The turban is seen as a symbol of faith, honor, self-respect, courage, spirituality and piety in Sikh culture. Even the Guru Granth Sahib Ji has outlined the importance of the turban in Sikh life: “Let living in his presence with mind rid if impurities, by your discipline. Keep the God given form intact with a turban donned in your head”, Guru Granth Sahib Ji, P-1084, line-22.
Once you wear a Pagg, it becomes part of you and is no longer a piece of cloth. If you remove someone’s Pagg off his head, it is considered as equal as to taking his pride and respect away from him. The dignity of the Pagg for the Sikh soldiers was so much that they fought the World War I and World War II with their Paggs on because they refused to wear helmets.
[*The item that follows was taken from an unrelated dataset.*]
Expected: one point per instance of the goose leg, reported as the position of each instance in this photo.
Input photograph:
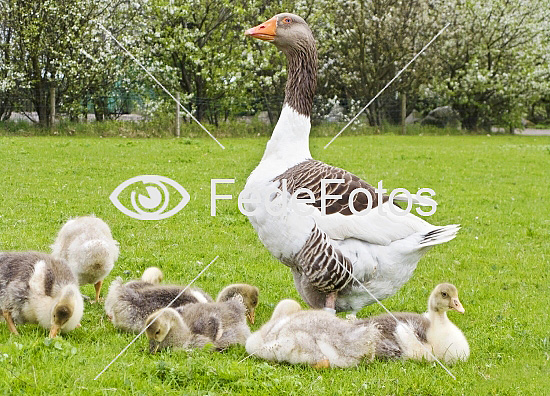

The Pagg is so dear to the Sikh that if two friends swap their Pagg, they are said to be friends for life.
Though there are many famous and distinctive types of Pagg. One of them is the Patiala Shahi Pagg. Over time with cross migration of Sikh from Punjab, and abroad the Patiala, Pagg has evolved. The style has been affected, but, the Patiala Shahi Pagg is still considered as an art form. The Patiala Paag is known to be capturing the care-free spirit as the larhs (layers), on both sides do not require to be worn neatly or in a distinguished manner. The Patiala Pagg suits better on broad faces and sharp features with ethnic characteristics.
It was during the Reign of Maharaja Rajinder Singh that the Patiala Shahi Pagg took its final shape and light color selection. The state colors of the Patiala Pagg are light Pink and lemon. In fact, at times the color of the Pagg use to let you know which festival is going on. During Dusehra, the tarbuzi (watermelon) color was worn and the dhani (dark green) to mark the muslim mourning at Moharram,. Though the art of how to get the right colors of the Patiala Pagg is fading as very few traditional artists ply the trade now in the region, still there are few neelgars (dyers), who truly know how to get the colors right.
The Pagg has a round look with its rear being flat. The perfect triangular effect with the fifty (a band of cloth worn under the turban, the color usually matches) is given by depressing the cloth by the thumb on the forehead. Other requisites of the turban is a seven-and-a-half meter cloth, usually finlays ‘F-74 mal-mal fabric, which is cut in half and sewn together to get double the width. Little starch and a twist in the last lardh (layer).
That is why the Sikh men proudly say “Pagg nal uchi sadi shaan jag te. Kita Pagg ne hi ucha sada maan jag te” (Pagg has made our pride high in the world. Pagg has given us high respect in the world.